Eumeryx Temporal range: Eocene-Oligocene 37.2–23.0 Ma PreꞒ Ꞓ O S D C P T J K Pg N

Scientific classification
- Kingdom: Animalia
- Phylum: Chordata
- Class: Mammalia
- Order: Artiodactyla
- Infraorder: Pecora
- Genus: Eumeryx Matthew and Granger, 1924
- Type species: †Eumeryx culminis Matthew and Granger, 1924
- Other species: †E. imbellis Vislobokova, 1983;

= Eumeryx =

Extinct genus of mammals

Eumeryx is an extinct genus of small pecoran from the Eocene and Oligocene of China and Mongolia. The genus has been historically placed within the family Gelocidae but has also been suggested to be the earliest cervoid by various authors. Similar to other early ruminants, along with some seen today, Eumeryx possessed no head ornamentation but did have sexually dimorphic canine teeth on the upper dentition. Due to the genus being present throughout the Eocene-Oligocene Boundary, it would have lived in a variety of ecosystems. While earlier records of the genus would have lived in more humid environments, later records would have been found in arid deserts and hot steppes. There are currently two valid species being E. culminis and E. imbellis.

== History and classification ==
The type species of Eumeryx, E. culminis, was first described by Matthew and Granger in 1924 based on number of cranial and postcranial specimens from the Hsanda Gol Formation. A second species, E. imbellis, would later be described by Vislobokova in 1983.

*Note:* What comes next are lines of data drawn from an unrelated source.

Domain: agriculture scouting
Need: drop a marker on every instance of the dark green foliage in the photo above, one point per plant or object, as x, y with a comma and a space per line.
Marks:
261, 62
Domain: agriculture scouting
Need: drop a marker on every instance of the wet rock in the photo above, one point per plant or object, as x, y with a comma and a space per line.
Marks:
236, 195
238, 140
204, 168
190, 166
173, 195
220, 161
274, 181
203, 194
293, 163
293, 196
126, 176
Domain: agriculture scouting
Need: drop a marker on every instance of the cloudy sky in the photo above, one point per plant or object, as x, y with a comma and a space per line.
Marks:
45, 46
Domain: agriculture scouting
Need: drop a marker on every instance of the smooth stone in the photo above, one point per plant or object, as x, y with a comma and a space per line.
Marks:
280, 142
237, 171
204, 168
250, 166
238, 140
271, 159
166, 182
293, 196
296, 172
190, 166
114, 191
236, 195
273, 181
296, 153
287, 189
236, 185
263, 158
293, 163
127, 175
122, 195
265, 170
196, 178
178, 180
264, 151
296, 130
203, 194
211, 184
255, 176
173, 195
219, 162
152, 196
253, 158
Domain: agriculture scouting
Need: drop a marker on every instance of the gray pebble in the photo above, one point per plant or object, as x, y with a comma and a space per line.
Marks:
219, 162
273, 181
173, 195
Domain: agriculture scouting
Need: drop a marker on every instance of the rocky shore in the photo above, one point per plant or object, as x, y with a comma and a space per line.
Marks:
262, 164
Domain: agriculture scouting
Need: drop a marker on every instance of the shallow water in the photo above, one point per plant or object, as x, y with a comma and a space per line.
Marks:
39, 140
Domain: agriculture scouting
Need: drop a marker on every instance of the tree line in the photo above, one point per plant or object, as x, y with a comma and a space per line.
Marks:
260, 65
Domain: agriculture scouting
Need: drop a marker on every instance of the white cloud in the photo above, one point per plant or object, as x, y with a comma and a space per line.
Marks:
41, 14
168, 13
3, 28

The classification of Eumeryx has been argued back and forth since the genus was first described with various authors, including the original describers of the genus, suggesting that it was the earliest known cervid or cervoid. This was later questioned by Simpson in 1945, instead placing it in the now invalid family Blastomerycidae. The most common classification of the genus would be first suggested by Viret in 1961 who placed it in the family Gelocidae. This family, however, has been considered a wastebasket with a number of taxa being moved out of the family and placed in others. Even with this placement being the most common, more evidence towards the cervoid placement would be given in a 1987 publication by Scott and Janis which would bring up certain features of the limb bones along with the presence of a lower molar morphotype referred to as a "Palaeomeryx fold" as evidence. The taxonomic position of Eumeryx is highly contested even today with both of these classifications being used since the 1990's, with some authors also simply calling it a Pecoran. As is the case with a number of taxa, Eumeryx has not been a part of the phylogenic trees of many papers. Even with this being the case, one of the most recent papers with a phylogeny including the genus would be in 2006 by Métais who would place it as a Pecoran; this conclusion also being reached in a 1992 paper by Scott and Janis.

== Description ==
Eumeryx was a small pecoran with some authors suggesting that it was about the size of Blastomeryx advena. Similar to a number of other members in the group, Eumeryx was sexually dimorphic with males processing a pair of large canine teeth. There are 4 premolars present on each part of the dentition with the first being much smaller than the others. The other premolars are generally compressed and two-rooted, in comparison of the single root of the first premolar. The molars of the genus are brachydont with some lower molars assigned to the genus possessing a "Palaeomeryx fold", a type of molar seen in early ruminants. The two species are generally similar in their morphology though the teeth of E. imbellis have higher crowns than E. culminis along with a more developed "Palaeomeryx fold". Along with the dentition, incomplete limb elements of the genus are known. These specimens show that cannon-bones were present, similar to modern ungulates, along with fact that both the fifth metatarsal and metacarpal are coossified. The metatarsal does have a gully with a short bridge similar to what is seen in cervids.

== Paleoenvironment ==
Eumeryx is an artiodactyl found in the Eocene to Oligocene of Asia with the genus being found in both China and Mongolia. One of the earlier records of the genus is found within the Ergilin Dzo Formation, which dates to the late Eocene. Though hot, the environment would have been generally humid with crocodilians being found. During the Oligocene in Mongolia, a trend of cooling and aridification due to the glaciation is seen in the region. Along with this, the uplift of the Hangay Mountains also would have caused the blocking of moisture coming from Siberia which would have also contributed to the aridification seen. During this time, the environment that Eumeryx would have lived in would have been arid with the exact ecosystem being dependent on the region. While some, like the one seen at the Hsanda Gol Formation, would have been most likely hot steppes. Others, like the one represented by the Ulantatal Formation, would have been deserts made up of sand dunes. This is in stark contrast to the more humid conditions in Mongolia seen in both the Eocene and Miocene.